More comorbidities and complications with Type 2 diabetes versus Type 1
By Lisa Foster-McNulty, MSN, RN, CDE
Doesn’t it irk you when someone remarks, upon learning that you have Type 1 diabetes, that you have “the bad kind”? There seems to be a concept out there that Type 2 is “the good kind” of diabetes. Seriously, is there any form of diabetes that is desirable to have?
Recent research published in JAMA showed that diabetes complications and comorbidities happened more often in adolescents and young adults with Type 2 diabetes, in contrast with study participants who had a diagnosis of Type 1 diabetes. Comorbidities are other chronic diseases that occur alongside, in this case, diabetes.
One of the study investigators was Dana Dabelea, MD, PhD, from the Colorado School of Public Health. She discussed that in spite of being young and having had a diabetes diagnosis for just under eight years, complications and comorbidities did occur in the study participants. Compared to those with Type 1, the Type 2 patients and those belonging to minority ethnic groups actually had a higher prevalence of these problems. This group needs aggressive control of risk factors.
Providers need to make sure that the standards of care set forth by the American Diabetes Association (ADA) for monitoring patient A1c, cholesterol levels, protein in the urine, and blood pressure (BP) are followed. Medication regimens need to be adjusted to optimize blood glucose control. If blood pressure or cholesterol levels are too high, medications to address this should be started at an earlier age. Emphasizing a lifestyle approach, providers need to address weight management and advocate for weight loss when needed.

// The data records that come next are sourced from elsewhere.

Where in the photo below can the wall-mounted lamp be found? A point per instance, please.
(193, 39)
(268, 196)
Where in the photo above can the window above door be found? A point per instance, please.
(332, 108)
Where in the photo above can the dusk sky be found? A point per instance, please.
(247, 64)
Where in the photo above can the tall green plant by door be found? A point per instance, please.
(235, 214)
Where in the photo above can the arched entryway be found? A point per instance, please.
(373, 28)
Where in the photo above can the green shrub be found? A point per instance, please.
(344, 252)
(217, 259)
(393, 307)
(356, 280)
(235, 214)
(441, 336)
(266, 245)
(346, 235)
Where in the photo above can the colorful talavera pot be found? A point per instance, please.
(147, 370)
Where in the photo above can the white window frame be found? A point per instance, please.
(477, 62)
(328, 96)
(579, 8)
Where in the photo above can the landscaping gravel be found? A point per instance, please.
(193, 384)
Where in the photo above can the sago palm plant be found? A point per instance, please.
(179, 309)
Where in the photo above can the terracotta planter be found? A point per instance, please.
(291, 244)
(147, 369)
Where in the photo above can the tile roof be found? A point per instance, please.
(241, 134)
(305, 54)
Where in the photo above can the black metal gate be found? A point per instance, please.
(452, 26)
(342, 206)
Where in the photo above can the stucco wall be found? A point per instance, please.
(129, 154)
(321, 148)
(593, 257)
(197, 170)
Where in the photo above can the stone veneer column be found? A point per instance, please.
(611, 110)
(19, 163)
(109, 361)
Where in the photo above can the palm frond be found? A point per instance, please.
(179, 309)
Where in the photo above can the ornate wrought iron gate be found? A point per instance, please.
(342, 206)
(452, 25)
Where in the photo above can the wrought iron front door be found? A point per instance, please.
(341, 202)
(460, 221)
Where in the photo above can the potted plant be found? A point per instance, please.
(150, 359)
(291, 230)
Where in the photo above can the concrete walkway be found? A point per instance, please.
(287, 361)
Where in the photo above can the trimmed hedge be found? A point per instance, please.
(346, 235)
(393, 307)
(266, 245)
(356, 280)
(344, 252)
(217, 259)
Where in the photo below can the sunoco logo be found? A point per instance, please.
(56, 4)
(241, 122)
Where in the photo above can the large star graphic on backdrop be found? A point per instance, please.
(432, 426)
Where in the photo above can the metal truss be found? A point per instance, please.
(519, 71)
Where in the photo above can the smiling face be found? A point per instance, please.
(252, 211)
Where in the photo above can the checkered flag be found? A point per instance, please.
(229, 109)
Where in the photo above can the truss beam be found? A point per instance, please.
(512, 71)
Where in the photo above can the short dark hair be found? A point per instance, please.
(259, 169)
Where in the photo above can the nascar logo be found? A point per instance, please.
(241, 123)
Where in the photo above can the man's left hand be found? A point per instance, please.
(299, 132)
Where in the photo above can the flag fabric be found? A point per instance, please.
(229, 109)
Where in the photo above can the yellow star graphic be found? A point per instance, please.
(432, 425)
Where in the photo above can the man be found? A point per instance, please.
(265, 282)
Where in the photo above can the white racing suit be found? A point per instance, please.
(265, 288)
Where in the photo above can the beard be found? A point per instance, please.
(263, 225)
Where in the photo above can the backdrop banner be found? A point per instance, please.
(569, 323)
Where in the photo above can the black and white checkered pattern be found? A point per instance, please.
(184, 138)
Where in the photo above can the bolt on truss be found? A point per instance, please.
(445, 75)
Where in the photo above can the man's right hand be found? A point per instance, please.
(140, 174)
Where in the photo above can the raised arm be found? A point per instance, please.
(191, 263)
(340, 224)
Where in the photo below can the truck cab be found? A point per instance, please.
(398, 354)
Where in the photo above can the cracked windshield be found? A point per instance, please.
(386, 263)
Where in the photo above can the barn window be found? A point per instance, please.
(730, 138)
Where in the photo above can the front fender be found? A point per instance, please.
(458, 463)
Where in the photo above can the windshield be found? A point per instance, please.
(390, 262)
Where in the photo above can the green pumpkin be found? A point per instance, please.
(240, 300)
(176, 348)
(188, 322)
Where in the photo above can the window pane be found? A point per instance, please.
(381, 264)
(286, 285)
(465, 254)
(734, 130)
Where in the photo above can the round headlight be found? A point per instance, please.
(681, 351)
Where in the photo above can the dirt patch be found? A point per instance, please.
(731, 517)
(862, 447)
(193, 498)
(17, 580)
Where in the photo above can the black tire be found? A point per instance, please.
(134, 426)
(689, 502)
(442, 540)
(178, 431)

This study used data from the SEARCH for Diabetes in Youth registry. These young people were diagnosed with diabetes before the age of 20. Researchers looked at both the prevalence of and risk factors for complications stemming from Type 1 and Type 2 diabetes. The mean age of the study participants at diagnosis was 14.2 years for Type 2s and 10 years for Type 1s. The mean age at the outcome visit was 22.1 years versus 17.9 years, respectively. For both groups, the duration of diabetes was 7.9 years at the outcome visit.
Type 2 study subjects had higher values for obesity and mean arterial pressure, and they had a higher incidence of complications and comorbidities as compared with the Type 1 participants. Prevalence of diabetic kidney disease was higher in the Type 2 group (19.9%), as compared to the Type 1 subjects (5.8%). Type 2 participants also had a higher incidence of diabetic retinopathy (diabetic eye disease) and peripheral neuropathy (nerve damage).
The authors concluded that in both types of diabetes, at a young age, and at less than eight years after diagnosis, the prevalence of diabetes-related complications and comorbidities was high. As if this isn’t unfortunate enough, young people with Type 2 and minority youths were disproportionately affected.
While the news isn’t good, it does give us a wake-up call. No one is immune to the effects of diabetes, and it is so important to keep BG levels (along with cholesterol and BP) as normal as possible.